Badie’s the only one gone. Block is a senior, Glover a junior, and Robertson a sophomore. This should be a decent unit again.
2018 Schedule & Projection Factors
|Date||Opponent||Proj. S&P+ Rk||Proj. Margin||Win Probability|
|22-Sep||at Ohio State||1||-36.1||2%|
|Projected S&P+ Rk||98|
|Proj. Off. / Def. Rk||41 / 122|
|Five-Year S&P+ Rk||-7.8 (104)|
|2- and 5-Year Recruiting Rk||79 / 84|
|2017 TO Margin / Adj. TO Margin*||8 / 1.4|
|2017 TO Luck/Game||+2.8|
|Returning Production (Off. / Def.)||64% (84%, 44%)|
|2017 Second-order wins (difference)||5.0 (0.0)|
We’ve been here before, but things look pretty strong for Tulane. Fritz just signed an immaculate class — per the 247Sports Composite, the 2018 Wave class ranked third in the AAC, up from 11th in 2016 and 2017. There’s a handful of exciting sophomores, and if Corey Dauphine lives up to his hype, Tulane’s got a pair of big-time junior running backs.
Will they have enough defense in 2018, though? It’s hard to guarantee it. And the schedule could be a further obstacle.
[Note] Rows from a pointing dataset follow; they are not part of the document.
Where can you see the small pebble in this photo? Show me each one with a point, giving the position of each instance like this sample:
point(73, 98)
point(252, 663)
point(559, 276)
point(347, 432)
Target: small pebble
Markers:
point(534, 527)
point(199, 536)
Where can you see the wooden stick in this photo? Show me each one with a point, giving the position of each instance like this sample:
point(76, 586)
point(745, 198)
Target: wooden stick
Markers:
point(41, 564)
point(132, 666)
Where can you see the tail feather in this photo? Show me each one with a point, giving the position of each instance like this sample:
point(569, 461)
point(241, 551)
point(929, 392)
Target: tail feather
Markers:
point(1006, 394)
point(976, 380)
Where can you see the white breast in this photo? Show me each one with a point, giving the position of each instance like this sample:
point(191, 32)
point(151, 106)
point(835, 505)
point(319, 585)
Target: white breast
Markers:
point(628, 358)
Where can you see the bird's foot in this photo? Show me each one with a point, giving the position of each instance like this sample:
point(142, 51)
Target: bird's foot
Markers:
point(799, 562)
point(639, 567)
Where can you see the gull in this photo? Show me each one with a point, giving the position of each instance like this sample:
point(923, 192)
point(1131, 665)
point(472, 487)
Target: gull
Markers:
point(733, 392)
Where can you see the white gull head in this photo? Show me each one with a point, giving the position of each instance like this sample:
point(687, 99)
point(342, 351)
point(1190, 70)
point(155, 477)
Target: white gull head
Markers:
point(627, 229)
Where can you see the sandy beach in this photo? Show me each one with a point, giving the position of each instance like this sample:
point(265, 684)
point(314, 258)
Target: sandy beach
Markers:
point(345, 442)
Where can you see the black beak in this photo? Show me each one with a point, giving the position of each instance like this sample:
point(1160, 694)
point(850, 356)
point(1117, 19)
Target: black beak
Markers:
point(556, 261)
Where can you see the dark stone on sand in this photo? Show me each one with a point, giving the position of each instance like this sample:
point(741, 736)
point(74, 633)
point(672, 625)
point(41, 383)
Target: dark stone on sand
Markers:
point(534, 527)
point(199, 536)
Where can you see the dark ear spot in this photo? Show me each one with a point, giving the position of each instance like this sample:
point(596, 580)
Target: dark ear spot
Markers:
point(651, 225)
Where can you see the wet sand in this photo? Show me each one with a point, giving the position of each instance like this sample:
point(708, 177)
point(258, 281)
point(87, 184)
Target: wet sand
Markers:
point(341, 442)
Road trips to Cincinnati, UAB, and Tulsa are tenuous (and would be projected wins at home), and S&P+ projects the Wave as outright favorites in just two games, with five relative tossups.
They’ll have to win almost all of them to bowl, as road games against Ohio State, USF, and Houston are likely losses, and home games against Wake Forest and Memphis might be out of reach.
But don’t count a Fritz team out; granted, he’s behind schedule — he went 14-1 in his second year at Sam Houston and won Blinn CC the NJCAA national title in year two — but he’s a hell of a program builder.